Seemed it could. When the airline introduced a refreshments service at the gate for that bleary-eyed flight, scores picked up and normalised. They fixed a poor, brand-specific metric score caused by something outside the scope of their brand.

Complex interactions

The JetBlue story – unveiled at a US conference last month in a presentation about data analytics by SAP – illuminates two important truths about marketing metrics.

First, they have a tendency to tell you how you’re doing without telling you what to do: that bit comes down to marketing department detective work.

And second, even though the metrics themselves might be simple, what they measure exists within something infinitely more complex.

You can have a bunch of metrics, each accurately assessing a single facet, but all missing the interactions between them. And yet, as Nassim Taleb observes, in complex systems it is the interactions that really count, with the result that “the ensemble behaves in ways not predicted by its components”.

A business-to-business brand competing in a dynamic market might constitute an “ensemble”. A simple metric within that might be sales data by customer. A common finding deriving from that might be that 80% of sales come from just 20% of the customer base – the so-called Pareto principle in action.

Beyond the obvious

Professor Byron Sharp has shown that this 80:20 Pareto skew is less common in consumer brands, but in my experience it is alive and well in the B2B world. And, at an anecdotal level, I can include my own consultancy business in that.

The finding, whether revealed by your own observation or by an outside analyst, gives you an uncomfortable feeling that you should be doing something about it.

But what? Look for maximum efficiency by cutting off the 80% customer tail that’s bringing in just 20% of revenue? Treat those smaller customers a bit like second-class citizens so you can focus better on the big ones? Try charging smaller customers more?

The conclusion that would be dangerous to miss is that what you should probably do is nothing. And the reasons for that derive from a combination of detective work and a recognition of Taleb’s dictum.

Once you stop seeing the two types of customer as distinct groups, and look for the interactions between them, you get a feel for why you have any big customers at all. I’ll use my own business as an example, since it’s just about the only one for which I have not signed an NDA.

How did the customers in the big-but-few cluster get to be there? Some started as small customers but grew large – either organically or through merger. Some had become led by individuals who had previously worked in one of our smaller customer businesses. Some were there through recommendation, including by smaller customers.

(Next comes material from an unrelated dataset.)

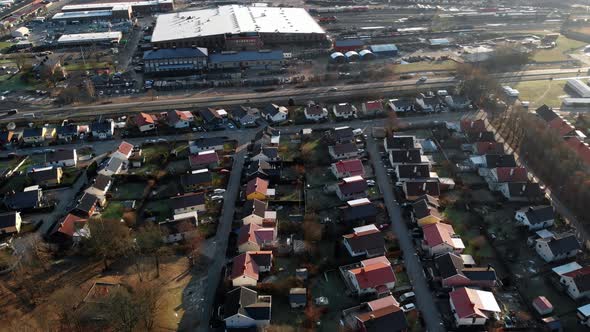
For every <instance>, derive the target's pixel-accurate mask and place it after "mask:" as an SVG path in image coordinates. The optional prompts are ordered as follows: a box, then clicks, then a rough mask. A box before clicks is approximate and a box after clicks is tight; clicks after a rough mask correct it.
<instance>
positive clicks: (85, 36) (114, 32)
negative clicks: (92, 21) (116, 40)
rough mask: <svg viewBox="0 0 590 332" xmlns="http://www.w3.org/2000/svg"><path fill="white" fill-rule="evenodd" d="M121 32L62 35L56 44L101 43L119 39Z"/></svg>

It’s not hard to see the impact on the overall business if the “small-but-many” crowd had been rejected early on for size, or been served relatively poorly. There wouldn’t be any big ones.

Viewed like this, Pareto distribution can be seen as a healthy sign, not something to be fixed, which perhaps is why it is observed so ubiquitously, not just in the commercial sphere but in nature, too – including by the eponymous Italian economist Vilfredo Pareto, who noted that 20% of his garden pea pods produced 80% of the peas.

Keeping it simple

Marketing is not short of candidate metrics and, given the data-driven bias around corporate board tables, neither is it short of reasons to employ them.

And there is no shame in veering towards the simplest possible metrics, especially if they can more elegantly produce the data-point accuracy of the fancier models.

But there is a danger in extrapolating from that methodological simplicity the notion that the interpretation and implications are also simple. They rarely are. Just as painting by numbers will not get you much of a picture, so branding by numbers will not get you much of a brand.

Metrics matter. But forensic interpretation and imaginative action – or even, sometimes, considered inaction – add up to more.